For Faculty and Staff: Disclose Your Advocacy

The University is required by law to file quarterly reports that include a “good faith” estimate of expenses incurred for federal lobbying activities “on behalf” of the institution. We interpret this disclosure requirement to apply to contacts that could reasonably constitute lobbying by those in senior positions who can be expected to speak for the University. We do not attempt to capture faculty interactions with policy makers in their areas of professional expertise, but contacts that could reasonably constitute lobbying on behalf of the institution made by faculty in conjunction with, or at the direction of, these senior University officials must also be disclosed.

A “lobbying contact” will include contacts that could reasonably constitute lobbying made “on behalf of the University” by senior University officers, such as the President, Provost, Deans, Vice Presidents, and Government Relations officers or their designees. Independent contacts to or by faculty related to their areas of expertise are not considered lobbying on behalf of the University.

JHU is mindful that translating knowledge into policy change is an important part of its mission, and the University’s contribution to evidence-based policy deliberation is vital. Faculty and staff are encouraged to contact the offices of Federal Strategy or Government, Community and Economic Partnerships if they have questions about the need for disclosure, as state and local laws may differ.

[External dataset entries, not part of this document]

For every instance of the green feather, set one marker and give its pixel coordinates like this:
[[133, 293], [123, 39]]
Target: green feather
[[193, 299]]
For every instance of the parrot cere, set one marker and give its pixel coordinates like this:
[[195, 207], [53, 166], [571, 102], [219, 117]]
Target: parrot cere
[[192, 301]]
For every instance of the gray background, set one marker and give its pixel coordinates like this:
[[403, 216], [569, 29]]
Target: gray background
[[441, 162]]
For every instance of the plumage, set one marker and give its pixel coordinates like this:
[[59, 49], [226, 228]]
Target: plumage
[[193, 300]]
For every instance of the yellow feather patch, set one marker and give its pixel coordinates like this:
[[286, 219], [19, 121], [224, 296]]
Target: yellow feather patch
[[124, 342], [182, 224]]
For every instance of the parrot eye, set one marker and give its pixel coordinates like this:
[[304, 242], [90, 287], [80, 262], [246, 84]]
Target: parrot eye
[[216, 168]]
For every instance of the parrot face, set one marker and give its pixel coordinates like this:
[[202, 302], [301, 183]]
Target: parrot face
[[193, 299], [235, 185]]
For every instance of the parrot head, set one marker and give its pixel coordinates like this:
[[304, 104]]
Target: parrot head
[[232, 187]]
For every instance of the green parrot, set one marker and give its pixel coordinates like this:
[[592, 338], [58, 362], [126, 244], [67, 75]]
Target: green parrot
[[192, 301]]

Per the JHU Use of Name Policy, affiliates shall include a disclaimer as necessary to state that the views expressed by the affiliate do not necessarily reflect the views of the University and that the affiliate’s opinions are their own. The University’s policy around lobbying, advocacy, electoral campaigns, and interacting with public officials can be found here.

Common questions:

  • What if I lobby through a professional association? Disclosure is not required, but it can be an opportunity for collaboration and coordination with our office.
  • What if I am invited to testify? Contact us. Invited testimony is not considered lobbying, but the Federal Strategy team can be an asset to help you prepare and know what to expect. See the “Resources” tab for testimony tips and our testimony archive.
  • What if I am acting in my own capacity? No need to disclose. If you are engaging with a policymaker in a purely personal capacity for matters unrelated to your work and without using institutional resources, then you can skip the form. If you are unsure, just ask.
  • Do students need to disclose lobbying contacts? No, only Johns Hopkins employees lobbying on behalf of the institution must disclose.